Timothy parpadeó en repetidas ocasiones intentando adaptarse a la oscuridad del lugar y a las nubes de humo de tabaco de contrabando.
—En tantos años, ¿no has podido remodelar este cuchitril, para que parezca decente, Moore? —cuestionó examinado con ojo crítico el húmedo papel tapiz de las paredes.
—Este cuchitril, como tú lo llamas —Extendió ambos brazos par a abarcarlo todo—, es el único lugar en todo el reino dónde puedes encontrar a la persona que más información maneja en Inglaterra, ni Scotland Yard sabe tantas cosas como yo —Un deje de orgullo se coló en su disertación, y una sonrisa de suficiencia surcó su rostro envejecido.
—Por eso te busqué —admitió con desencanto—, aunque te iría mejor en la calle Bow.
—No me gusta Bow —sonrió expulsando el humo de su tabaco—. No creí que volvería a escuchar esas palabras de tu boca —aceptó con tranquilidad.
—Ni yo que te volvería a necesitar, pero venos, aquí estamos de nuevo, incluso apostaría que esta es la misma silla vieja de aquel entonces.
—Lo es, lo es —aceptó con rotundidad—. Las cosas no han cambiado mucho, solo que yo estoy un poco más viejo y tú un poco más listo. El tiempo no pasa en vano. Pero dejemos de lado el sentimentalismo y cuéntame, ¿qué te trae por estos olvidados lares?
—No quise adelantarte nada antes, verás —empezó sacando de entre su cahqueta la carta que Thierry le había enviado, luego la que aquella mujer había escrito, y luego la argolla de compromiso y el arete—. Hace como un año, Thierry me envió esta carta, carta que yo recibí en mis manos hasta hace un par de meses, poco antes de iniciarse esta temporada, en ella me cuenta que...

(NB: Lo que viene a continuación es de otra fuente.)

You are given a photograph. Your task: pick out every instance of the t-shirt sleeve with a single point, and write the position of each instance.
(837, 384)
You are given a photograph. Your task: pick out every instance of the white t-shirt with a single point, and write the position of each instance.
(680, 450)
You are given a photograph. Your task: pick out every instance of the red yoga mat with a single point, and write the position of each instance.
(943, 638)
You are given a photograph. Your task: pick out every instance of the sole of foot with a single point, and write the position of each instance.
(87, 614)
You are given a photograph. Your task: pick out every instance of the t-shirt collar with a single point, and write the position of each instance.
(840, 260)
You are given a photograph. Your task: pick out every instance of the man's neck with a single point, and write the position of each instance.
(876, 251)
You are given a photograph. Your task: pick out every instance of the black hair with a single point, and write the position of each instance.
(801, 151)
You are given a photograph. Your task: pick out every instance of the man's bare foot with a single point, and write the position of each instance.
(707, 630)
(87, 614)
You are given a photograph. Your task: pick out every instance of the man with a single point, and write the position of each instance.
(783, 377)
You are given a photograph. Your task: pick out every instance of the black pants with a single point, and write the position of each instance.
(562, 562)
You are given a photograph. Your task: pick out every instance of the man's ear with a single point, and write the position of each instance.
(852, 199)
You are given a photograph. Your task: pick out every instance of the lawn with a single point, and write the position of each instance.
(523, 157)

Tardó más de una hora explicando con pelos y señales todo lo que sabía, lo que había visto y la poca información que había recabado dese su llegada a Londres.
—¿Entonces no tienes idea de quién es la mujer del retrato? —Timothy negó con la cabeza—, muy bien —tomó la sortija y la examinó con ojo crítico —, ¿has visto la inscripción? —volvió a negar—. Es extraño —admitió—, pocas veces en mi vida he visto una joya de compromiso con inscripción.
—¿Qué dice la inscripción?
—Mi alma contigo —se lo devolvió—. Esto que me pides es bastante complicado —admitió llevándose las manos al cabello—, haré lo que pueda, pero no te prometo nada. Las joyas son el único verdadero indicio.
—¿Tendré que volver? —preguntó el conde tras unos minutos de silencio.
—¿Aquí? —soltó una carcajada llena de humor—, no lo sé, eso será dependiendo de la urgencia de las noticias.
Ambos sabían que James Moore jamás le haría una reverencia, y Timothy podía vivir con ello.
Se despidieron estrechándose las manos sin mediar más palabras.
Regresó a Hyde Park del mismo modo en el que había llegado al East End. Sorteando los mismos callejones, prostitutas y mendigos.
Cuando logró divisas su carruaje cerca de una acera sucia, terminó de enrollar la capa raída y caminó más lento.
John estaba de pie, recostado en el pescante con una sonrisa de truhán bailando en su rostro y silbando una cancioncilla alegre.
—Se le ve muy feliz, John —observó entornando los ojos —, ¿a silbar de dedica es sus horas de trabajo? —preguntó con sorna.
—En realidad —contestó viendo a su señor acercarse y recostarse desenfadado en el lateral del carruaje—, no. Me dedico a ojear esto —levantó sin dilación un folleto desgastado con dibujos extraños.
—Así que a esto te dedicas —murmuró con ironía. Ladeó la cabeza y se lo arrebató de las manos. Pasó las desgastadas páginas hasta detenerse en una, justo a la mitad del folleto y después de leerlo, soltó una sonora carcajada que atrajo la atención de los transeúntes—. ¿De dónde ha sacado esto?
—Las cosas llegan a las manos de uno —respondió sin perder la sonrisa descarada.
—Supongo que sí —convino—. Vamos a casa.